Most of the books I’ve bought this month have been for the Women’s Prize for Fiction longlist, as I would like to attempt to read all of the nominated books again this year. So far, I have read four of the longlisted books, and am part way through another, so I feel as though I’m making good progress. The books I bought in March in order to continue my reading of the longlist nominees are:
1. Girl by Edna O’Brien
A young girl is kidnapped by Boko Haram whilst at school, and must learn how to survive on her own, and then with a child of her own. This sounds like a harrowing story, and one which very much needs to be told. I am concerned about the fact it is not own voices, but as it is nominated, I am willing to give it a read.
2. How We Disappeared by Jing-Jing Lee
This is a historical fiction novel set during the Japanese occupation of Singapore in 1942, a period of time which I do not know a great deal about. Not only is the cover of this book beautiful, I also think the story will be poignant and informative.
3. Djinn Patrol on the Purple Line by Deepa Anappara
Children are going missing and after watching a popular television series called Police Patrol, Jai feels he is qualified to discover where they are going. Fraught with danger and the sense of invincibility children often have, I feel this book is going to be a tense, albeit fascinating read.
4. Fleishman is in Trouble by Taffy Brodesser-Akner
I’m reluctant to start this book because I know it’s going to annoy me, the main character is clearly awful just from reading the blurb, and given everything that is happening in the world at the moment, I’m not sure I’m ready to read about another selfish person just yet. However, it’s scathing commentary on contemporary marriage and the concept of being self-entitled does intrigue me, so I will get to it before the winner is announced.
5. Girl, Woman, Other by Bernardine Evaristo
Girl, Woman, Other has received massive amounts of praise, and won the Man Booker Prize last year, so I’m extremely excited to read it. The book follows twelve people and their experiences living in Britain over a number of years. This saga type way of storytelling has always greatly appealed to me and I’m sure this will be no different.
This month I also bought a sequel, as I intend to continue with the series I start more often. Throughout March, I have been reading Assassin’s Apprentice by Robin Hobb and thoroughly enjoying it, so I decided to continue with the next book once I am finished. It’s a massive series, so I will be taking my time with it and reading the books alongside others, but I am determined to continue with this one, as my enjoyment is more important than the quantity of books I’m reading.
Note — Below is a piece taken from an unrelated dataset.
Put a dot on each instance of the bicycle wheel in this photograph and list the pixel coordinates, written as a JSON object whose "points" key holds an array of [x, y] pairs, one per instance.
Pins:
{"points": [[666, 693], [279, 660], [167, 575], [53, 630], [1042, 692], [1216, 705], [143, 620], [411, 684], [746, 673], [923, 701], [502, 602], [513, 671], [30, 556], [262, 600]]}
Finally, this month I pre-ordered a copy of Samanta Schweblin’s new book Little Eyes, because I loved both of her previous books, Fever Dream and Mouthful of Birds. From what I can gather, the book seems to be about interconnectedness, globalisation and humanity, but honestly, I would read anything Schweblin writes.
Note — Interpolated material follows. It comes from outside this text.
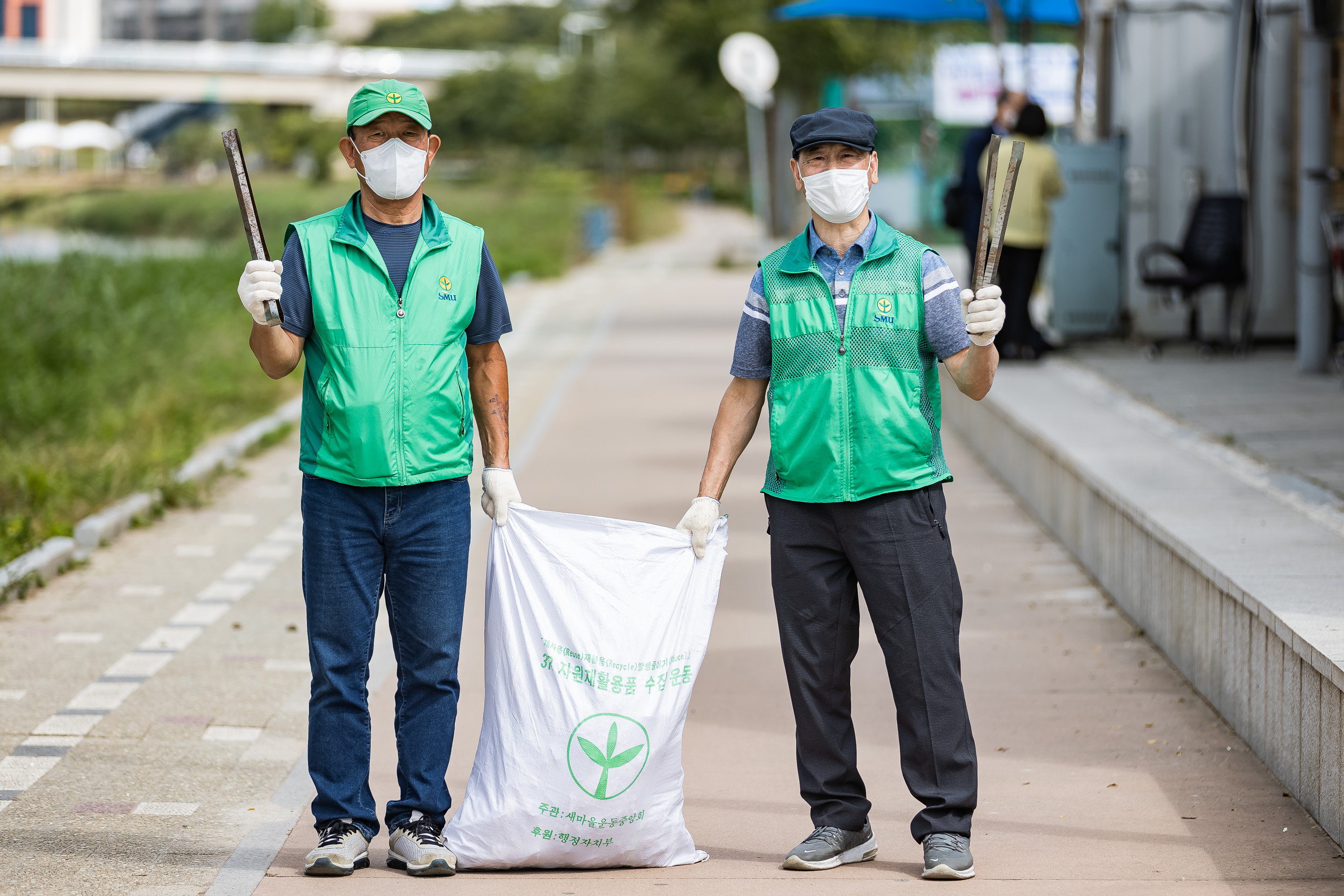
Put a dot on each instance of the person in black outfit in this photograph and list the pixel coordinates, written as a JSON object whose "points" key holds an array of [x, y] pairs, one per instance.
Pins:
{"points": [[1027, 233], [972, 188]]}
Aside from Women’s Prize books, I likely will not be buying any books for a while, on the off chance that I do get ill, as I’m currently the sole income earner in my house. However, I will still be posting reviews of my backlist, TBRs, wrap ups, book tags etc, so please bear with me during this rocky time. I hope everyone is staying safe and if anyone needs someone to talk to, please don’t hesitate to comment!